Limine Yes Yes Yes Yes Yes Limited
rEFInd No Yes Yes Yes Yes4 Extensible2,5 Supports auto-detecting kernels and parameters without explicit configuration, and supports fastboot [1].
Syslinux Yes Partial1 Yes Yes Partial Limited No support for certain file system features.
Can only access the file system it was installed to.
systemd-boot No Yes3 Manual Yes Yes4 Extensible2,5 Can only launch binaries from the ESP it is installed to or from the Extended Boot Loader Partition (XBOOTLDR partition) on the same disk.
Automatically detects unified kernel images placed in esp/EFI/Linux/.
GRUB Legacy Yes No Yes No Yes Limited Discontinued in favor of GRUB.
LILO Yes No Yes Partial Yes Limited Discontinued due to limitations (e.g. with Btrfs, GPT, RAID, encryption).
  1. While the binary can be signed for Secure Boot, it does no following verification, thus breaking the chain of trust.

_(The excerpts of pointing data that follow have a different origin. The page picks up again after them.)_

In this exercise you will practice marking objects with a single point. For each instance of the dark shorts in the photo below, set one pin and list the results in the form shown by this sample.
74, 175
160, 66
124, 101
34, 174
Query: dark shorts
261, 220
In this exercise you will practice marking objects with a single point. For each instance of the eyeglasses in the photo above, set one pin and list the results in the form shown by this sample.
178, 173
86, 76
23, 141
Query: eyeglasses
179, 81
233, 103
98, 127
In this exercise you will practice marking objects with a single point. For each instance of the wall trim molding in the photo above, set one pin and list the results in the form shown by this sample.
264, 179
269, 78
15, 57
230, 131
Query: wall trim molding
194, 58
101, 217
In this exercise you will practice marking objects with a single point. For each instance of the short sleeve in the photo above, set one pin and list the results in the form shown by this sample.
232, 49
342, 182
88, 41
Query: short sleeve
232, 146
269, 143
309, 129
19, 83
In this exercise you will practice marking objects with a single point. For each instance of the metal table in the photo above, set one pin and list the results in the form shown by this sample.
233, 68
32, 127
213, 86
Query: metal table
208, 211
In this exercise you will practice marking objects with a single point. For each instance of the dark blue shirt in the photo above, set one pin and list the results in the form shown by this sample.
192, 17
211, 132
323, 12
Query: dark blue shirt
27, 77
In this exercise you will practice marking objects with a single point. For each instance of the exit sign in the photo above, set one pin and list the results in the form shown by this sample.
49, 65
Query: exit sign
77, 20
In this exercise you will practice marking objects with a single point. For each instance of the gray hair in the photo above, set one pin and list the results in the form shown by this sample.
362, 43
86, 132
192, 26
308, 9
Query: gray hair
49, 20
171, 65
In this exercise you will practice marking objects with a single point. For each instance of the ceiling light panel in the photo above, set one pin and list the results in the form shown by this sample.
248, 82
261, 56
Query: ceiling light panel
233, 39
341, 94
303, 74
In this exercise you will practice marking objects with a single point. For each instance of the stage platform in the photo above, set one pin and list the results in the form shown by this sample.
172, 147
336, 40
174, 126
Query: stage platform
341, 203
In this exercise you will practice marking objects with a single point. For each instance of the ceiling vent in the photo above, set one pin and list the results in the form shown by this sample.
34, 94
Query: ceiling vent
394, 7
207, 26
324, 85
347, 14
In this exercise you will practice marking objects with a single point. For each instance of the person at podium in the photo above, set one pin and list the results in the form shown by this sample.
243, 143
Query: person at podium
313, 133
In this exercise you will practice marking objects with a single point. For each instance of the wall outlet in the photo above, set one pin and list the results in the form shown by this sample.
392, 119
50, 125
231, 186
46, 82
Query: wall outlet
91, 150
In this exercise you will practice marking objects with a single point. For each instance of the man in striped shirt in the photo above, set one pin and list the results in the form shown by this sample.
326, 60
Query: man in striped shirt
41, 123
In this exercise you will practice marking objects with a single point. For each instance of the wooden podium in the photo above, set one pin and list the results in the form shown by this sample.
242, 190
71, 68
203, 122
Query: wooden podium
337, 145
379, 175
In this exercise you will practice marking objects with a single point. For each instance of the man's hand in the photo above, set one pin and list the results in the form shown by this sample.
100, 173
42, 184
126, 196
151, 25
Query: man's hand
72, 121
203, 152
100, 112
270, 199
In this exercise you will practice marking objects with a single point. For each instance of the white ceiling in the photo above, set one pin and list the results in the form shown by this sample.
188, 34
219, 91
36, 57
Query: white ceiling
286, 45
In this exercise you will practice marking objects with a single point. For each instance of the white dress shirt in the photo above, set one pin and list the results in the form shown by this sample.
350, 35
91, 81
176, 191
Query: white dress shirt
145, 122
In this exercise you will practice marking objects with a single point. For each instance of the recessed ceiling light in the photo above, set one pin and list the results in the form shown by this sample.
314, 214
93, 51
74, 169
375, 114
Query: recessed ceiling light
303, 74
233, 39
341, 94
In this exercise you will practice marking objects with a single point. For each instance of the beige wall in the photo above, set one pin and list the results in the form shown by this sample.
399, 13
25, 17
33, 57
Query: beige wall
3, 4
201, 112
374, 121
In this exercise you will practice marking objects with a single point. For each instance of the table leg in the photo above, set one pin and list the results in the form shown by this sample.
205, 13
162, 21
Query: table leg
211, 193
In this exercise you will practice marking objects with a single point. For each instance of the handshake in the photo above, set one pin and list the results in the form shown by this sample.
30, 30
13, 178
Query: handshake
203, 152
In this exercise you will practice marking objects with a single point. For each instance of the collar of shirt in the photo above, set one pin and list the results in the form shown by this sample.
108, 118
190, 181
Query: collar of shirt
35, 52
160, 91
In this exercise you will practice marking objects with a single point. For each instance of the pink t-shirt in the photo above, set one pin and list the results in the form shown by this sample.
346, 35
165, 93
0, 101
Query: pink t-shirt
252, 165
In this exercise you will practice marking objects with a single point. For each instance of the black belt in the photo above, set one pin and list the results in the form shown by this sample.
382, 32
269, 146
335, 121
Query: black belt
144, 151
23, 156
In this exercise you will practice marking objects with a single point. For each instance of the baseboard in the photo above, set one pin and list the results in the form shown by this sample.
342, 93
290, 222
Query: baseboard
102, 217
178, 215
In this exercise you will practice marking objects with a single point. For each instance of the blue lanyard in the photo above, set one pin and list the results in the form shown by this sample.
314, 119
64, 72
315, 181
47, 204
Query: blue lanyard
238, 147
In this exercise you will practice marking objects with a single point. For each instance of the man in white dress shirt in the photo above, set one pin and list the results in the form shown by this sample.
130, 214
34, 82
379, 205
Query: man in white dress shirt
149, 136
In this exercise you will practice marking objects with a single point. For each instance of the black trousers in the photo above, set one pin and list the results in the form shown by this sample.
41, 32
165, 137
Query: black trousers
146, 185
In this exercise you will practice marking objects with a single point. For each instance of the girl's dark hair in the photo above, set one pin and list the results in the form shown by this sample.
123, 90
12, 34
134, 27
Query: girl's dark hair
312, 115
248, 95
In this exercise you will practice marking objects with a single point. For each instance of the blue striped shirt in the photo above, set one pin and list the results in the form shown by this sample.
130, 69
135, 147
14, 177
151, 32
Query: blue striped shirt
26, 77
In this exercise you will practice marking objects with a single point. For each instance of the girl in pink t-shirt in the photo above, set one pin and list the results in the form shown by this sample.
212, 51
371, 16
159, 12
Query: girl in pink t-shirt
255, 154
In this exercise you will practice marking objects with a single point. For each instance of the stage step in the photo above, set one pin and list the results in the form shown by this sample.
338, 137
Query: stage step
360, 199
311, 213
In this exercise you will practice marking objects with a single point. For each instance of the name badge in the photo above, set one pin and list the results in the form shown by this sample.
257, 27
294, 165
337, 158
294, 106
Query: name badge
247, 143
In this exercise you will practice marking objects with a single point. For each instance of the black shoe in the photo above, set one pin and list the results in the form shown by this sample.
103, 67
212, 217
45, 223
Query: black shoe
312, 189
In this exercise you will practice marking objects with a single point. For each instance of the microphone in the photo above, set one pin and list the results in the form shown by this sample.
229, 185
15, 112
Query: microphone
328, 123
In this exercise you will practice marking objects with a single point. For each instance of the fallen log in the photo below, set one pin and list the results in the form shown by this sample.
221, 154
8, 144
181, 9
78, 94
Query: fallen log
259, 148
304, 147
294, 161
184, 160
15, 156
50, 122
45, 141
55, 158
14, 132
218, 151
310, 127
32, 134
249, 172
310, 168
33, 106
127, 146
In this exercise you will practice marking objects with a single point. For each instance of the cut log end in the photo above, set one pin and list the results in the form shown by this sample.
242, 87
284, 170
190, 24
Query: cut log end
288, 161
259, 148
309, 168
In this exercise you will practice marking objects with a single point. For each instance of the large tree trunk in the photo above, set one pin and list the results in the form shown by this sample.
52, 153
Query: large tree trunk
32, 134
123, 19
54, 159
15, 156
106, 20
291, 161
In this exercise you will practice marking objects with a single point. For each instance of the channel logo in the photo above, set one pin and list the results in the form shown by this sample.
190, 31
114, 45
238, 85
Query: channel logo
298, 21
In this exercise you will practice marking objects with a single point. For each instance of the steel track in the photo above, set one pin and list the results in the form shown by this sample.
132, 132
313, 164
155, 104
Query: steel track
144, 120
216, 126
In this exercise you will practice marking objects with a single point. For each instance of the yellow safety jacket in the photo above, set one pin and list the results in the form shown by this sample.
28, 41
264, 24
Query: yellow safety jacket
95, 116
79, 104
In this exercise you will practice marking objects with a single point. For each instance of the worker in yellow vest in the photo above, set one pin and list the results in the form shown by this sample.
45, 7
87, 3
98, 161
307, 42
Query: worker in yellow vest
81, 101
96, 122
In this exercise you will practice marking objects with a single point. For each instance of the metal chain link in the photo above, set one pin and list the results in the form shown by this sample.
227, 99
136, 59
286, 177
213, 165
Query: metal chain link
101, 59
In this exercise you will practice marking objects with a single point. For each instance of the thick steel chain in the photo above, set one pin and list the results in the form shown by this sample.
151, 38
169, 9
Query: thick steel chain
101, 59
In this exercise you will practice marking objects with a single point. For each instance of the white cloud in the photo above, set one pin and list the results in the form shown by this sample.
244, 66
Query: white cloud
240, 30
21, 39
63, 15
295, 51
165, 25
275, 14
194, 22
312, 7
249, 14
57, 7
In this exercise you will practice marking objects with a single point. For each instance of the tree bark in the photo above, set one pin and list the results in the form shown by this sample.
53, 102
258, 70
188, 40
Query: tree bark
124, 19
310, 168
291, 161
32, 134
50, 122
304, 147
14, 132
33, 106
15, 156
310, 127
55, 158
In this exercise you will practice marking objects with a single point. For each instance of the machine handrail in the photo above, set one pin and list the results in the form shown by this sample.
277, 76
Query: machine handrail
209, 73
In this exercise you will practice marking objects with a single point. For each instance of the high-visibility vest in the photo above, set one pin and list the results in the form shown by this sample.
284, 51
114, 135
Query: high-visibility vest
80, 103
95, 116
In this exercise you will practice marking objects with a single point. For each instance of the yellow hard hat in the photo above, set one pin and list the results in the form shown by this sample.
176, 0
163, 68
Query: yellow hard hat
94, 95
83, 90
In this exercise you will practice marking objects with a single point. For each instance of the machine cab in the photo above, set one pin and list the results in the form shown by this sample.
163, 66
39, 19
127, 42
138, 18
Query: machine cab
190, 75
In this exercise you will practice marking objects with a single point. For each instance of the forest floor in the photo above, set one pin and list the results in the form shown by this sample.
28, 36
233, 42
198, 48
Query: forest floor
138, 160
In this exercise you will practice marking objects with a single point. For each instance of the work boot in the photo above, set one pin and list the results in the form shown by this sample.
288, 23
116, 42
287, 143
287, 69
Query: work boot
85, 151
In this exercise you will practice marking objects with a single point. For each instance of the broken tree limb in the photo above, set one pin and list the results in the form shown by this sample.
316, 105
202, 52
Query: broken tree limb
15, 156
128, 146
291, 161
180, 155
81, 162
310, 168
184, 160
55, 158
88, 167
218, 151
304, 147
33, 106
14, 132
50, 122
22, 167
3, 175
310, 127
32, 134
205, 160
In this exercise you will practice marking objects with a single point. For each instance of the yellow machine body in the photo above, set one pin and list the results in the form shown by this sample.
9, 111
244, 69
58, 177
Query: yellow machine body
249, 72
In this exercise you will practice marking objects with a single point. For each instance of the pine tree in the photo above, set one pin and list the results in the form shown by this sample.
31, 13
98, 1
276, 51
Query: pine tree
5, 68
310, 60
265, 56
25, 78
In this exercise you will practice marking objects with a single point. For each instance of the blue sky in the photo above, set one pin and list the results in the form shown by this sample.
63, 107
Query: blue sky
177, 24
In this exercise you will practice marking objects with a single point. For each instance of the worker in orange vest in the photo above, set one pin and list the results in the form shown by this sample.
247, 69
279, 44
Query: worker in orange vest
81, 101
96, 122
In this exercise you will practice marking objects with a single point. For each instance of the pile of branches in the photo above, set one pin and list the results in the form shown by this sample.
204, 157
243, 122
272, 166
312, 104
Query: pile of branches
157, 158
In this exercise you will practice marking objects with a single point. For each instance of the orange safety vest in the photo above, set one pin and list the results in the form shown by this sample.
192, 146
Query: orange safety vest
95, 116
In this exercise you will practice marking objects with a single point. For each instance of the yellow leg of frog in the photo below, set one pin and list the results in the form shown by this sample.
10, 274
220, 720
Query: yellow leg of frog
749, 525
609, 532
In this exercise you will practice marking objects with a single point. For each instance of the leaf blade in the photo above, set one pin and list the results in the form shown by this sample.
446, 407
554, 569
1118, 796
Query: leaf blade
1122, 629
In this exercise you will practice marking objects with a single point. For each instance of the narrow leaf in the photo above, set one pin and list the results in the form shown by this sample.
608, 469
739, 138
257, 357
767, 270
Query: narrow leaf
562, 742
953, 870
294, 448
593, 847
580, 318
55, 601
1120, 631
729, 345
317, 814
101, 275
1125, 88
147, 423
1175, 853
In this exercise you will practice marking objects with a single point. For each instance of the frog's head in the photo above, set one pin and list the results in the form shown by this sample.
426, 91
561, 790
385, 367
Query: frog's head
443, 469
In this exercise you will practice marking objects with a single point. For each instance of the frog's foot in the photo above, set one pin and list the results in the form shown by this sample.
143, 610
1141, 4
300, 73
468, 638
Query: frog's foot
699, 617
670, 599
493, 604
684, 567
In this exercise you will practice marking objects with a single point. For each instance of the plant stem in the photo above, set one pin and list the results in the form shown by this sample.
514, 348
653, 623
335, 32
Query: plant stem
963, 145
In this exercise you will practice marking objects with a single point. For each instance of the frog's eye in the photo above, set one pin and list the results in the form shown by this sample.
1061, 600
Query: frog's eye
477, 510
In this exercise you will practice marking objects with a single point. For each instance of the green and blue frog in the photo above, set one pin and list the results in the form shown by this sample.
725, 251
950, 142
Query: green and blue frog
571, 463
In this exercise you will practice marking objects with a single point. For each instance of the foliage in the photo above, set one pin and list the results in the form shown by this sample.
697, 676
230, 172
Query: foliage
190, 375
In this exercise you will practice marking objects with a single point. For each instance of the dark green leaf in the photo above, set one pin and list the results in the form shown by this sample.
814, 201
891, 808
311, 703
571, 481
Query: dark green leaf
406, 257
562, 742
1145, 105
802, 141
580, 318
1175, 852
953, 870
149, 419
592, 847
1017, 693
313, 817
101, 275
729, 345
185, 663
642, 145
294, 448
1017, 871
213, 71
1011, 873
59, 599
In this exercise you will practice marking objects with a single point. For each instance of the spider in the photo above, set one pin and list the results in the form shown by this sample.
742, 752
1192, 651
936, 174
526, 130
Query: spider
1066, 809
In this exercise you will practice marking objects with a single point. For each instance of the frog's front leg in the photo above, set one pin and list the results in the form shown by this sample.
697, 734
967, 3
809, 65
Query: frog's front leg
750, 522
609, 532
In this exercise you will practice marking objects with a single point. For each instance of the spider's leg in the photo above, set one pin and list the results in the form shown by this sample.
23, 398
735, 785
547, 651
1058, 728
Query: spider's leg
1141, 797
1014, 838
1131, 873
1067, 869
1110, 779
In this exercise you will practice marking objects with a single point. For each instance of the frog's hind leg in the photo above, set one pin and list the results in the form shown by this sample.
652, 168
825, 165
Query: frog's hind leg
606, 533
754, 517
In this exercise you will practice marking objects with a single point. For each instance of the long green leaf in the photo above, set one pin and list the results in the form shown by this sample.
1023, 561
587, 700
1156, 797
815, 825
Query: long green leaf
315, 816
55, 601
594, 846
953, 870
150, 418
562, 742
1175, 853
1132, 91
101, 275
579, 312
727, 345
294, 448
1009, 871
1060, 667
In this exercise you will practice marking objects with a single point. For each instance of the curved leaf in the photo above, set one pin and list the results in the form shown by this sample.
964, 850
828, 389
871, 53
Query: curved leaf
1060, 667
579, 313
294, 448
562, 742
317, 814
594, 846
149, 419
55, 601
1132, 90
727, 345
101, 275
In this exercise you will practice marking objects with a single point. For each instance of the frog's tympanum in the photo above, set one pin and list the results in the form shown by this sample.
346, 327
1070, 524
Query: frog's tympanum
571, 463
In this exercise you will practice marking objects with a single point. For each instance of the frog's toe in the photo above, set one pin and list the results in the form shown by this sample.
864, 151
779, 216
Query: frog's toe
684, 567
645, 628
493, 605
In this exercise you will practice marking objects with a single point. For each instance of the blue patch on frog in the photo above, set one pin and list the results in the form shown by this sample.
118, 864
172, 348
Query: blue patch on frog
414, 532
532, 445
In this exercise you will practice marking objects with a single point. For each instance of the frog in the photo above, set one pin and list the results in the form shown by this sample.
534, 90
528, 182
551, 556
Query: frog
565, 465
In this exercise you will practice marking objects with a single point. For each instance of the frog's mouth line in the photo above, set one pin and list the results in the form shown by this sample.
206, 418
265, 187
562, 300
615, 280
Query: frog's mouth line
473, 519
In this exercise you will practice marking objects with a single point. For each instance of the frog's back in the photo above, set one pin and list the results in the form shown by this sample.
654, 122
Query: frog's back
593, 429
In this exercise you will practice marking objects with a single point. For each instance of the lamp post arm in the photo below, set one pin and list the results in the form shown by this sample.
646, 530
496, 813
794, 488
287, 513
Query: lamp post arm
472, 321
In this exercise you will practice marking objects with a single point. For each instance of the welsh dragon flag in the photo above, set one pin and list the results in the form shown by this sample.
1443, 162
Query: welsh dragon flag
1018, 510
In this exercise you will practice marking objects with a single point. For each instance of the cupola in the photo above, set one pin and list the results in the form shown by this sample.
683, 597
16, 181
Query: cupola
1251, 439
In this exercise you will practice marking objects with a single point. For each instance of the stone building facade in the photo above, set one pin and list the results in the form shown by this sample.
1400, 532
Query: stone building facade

  2. File system support is inherited from the firmware. The UEFI specification mandates support for the FAT12, FAT16 and FAT32 file systems[2], but vendors can optionally add support for additional file systems; for example, the firmware in Apple Macs supports the HFS+ file system. If the firmware provides an interface for loading UEFI drivers on startup, then support for additional file systems can be added by loading (independently acquired) file system drivers.
  3. Supports mixed mode booting. I.e. it can boot a 64-bit x86_64 Linux kernel on 32-bit IA32 UEFI.
  4. A boot manager. It can only launch other EFI applications, for example, Linux kernel images built with CONFIG_EFI_STUB=y and Windows Boot Manager (bootmgfw.efi).
  5. Supports loading UEFI file system drivers.